Sterilisation focus more on women: UN report
Chennai: India does not seem to lag behind numerous countries in resorting to sterilisation as an effective means of birth control. The picture of sterilisation is rather grim and even takes a sinister avatar in China and Brazil where ‘forced sterilisation’ is resorted to crudely control the population.
World over, sterilisation is the most widespread form of birth control. According to 2013 data from the United Nations, over 35 per cent of Indian women who were married or in a relationship were sterilised.
When compared to other countries, only Puerto Rico, the Dominican Republic and El Salvador ranked higher. Even China, notorious for its one child policy and forced sterilisation policies, ranked lower than India.
Chinese Communist Party recently admitted to performing 19.6 lakh sterilisations and it does not spare men.

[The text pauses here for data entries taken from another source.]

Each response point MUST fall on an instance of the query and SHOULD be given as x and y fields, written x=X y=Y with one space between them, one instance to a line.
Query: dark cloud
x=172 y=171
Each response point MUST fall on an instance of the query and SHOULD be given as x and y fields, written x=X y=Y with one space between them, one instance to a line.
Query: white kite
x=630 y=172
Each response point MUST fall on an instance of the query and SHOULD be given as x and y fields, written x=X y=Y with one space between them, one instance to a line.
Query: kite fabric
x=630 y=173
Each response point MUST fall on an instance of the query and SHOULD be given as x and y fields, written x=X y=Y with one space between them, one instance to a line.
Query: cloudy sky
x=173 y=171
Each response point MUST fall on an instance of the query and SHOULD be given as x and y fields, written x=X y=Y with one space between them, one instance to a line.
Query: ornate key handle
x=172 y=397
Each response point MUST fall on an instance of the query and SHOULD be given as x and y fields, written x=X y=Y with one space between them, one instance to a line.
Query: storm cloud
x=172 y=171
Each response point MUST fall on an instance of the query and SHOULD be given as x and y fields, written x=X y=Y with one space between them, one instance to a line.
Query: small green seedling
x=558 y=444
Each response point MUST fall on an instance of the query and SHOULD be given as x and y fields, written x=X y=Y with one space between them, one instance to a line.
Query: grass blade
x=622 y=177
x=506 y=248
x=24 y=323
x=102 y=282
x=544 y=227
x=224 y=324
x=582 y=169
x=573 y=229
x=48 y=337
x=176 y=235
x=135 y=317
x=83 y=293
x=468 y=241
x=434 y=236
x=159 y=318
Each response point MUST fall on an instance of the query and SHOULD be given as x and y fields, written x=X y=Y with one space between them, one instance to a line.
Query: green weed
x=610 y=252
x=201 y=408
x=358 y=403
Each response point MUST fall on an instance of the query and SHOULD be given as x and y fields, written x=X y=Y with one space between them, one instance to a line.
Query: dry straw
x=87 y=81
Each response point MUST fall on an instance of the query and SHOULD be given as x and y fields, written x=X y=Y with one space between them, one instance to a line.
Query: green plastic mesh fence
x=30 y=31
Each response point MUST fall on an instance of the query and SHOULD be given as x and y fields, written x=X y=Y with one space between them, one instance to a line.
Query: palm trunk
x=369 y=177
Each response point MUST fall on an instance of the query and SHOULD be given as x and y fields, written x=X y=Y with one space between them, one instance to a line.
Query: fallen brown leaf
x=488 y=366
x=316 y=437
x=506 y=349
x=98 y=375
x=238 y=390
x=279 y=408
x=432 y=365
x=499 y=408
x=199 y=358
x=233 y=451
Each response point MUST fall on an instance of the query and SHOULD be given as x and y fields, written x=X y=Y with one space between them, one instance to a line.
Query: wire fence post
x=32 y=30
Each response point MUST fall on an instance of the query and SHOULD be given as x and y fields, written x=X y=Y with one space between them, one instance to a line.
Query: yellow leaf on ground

A 69-year-old man died allegedly in a confrontation with village officials following an attempted forced sterilisation in the southwestern Chinese province Yunnan last year.
His death exposed to the world that fine is levied for violating the birth control norms. While authorities claim Guo Xingcong (69) consumed pesticide after being taken for a sterilisation procedure, his family members claimed he had been harassed by local officials to pay up fines for allegedly exceeding birth quotas before his death.
China collects 28 billion yuan (U.S. $4.4 billion) a year in fines and charges from enforcing the one-child policy, official figures show. Under current family planning rules, urban families are limited to one child, while rural families are allowed to have a second child if the first is a girl, as per a report by Qiao Long for RFA’s Mandarin Service.
Strongly condemning the forced sterilisation and all coercive family planning in China, Reggie Littlejohn, President of Women’s Rights Without Frontiers, says the sterilisations often leave women butchered and maimed, and could be deadly at times. “I first learned of the brutality of China’s One Child Policy by representing a woman who had been forcibly sterilised. They dragged her out of her home screaming, held her down to a table and cut her open with no anesthesia,” she said.
The rates of sterilisation for men in India are far too less and globally, also, male sterilisation rates are low. Only few countries like Britain, Canada, and New Zealand have vasectomies on the higher side.
Sterilisation has a complicated legacy in India as a policy that targeted men with coercion during former Prime Minister Indira Gandhi’s ‘emergency rule’ caused a lasting backlash.
Kerry McBroom, a New Delhi-based advocate with the Human Rights Law Network, says, “The entire system is geared towards funding women towards sterilisation.”
Brazil and India have also shown declining fertility trends since the last three decades and much of the fertility decline has been fuelled by an increase in the use of female sterilisation.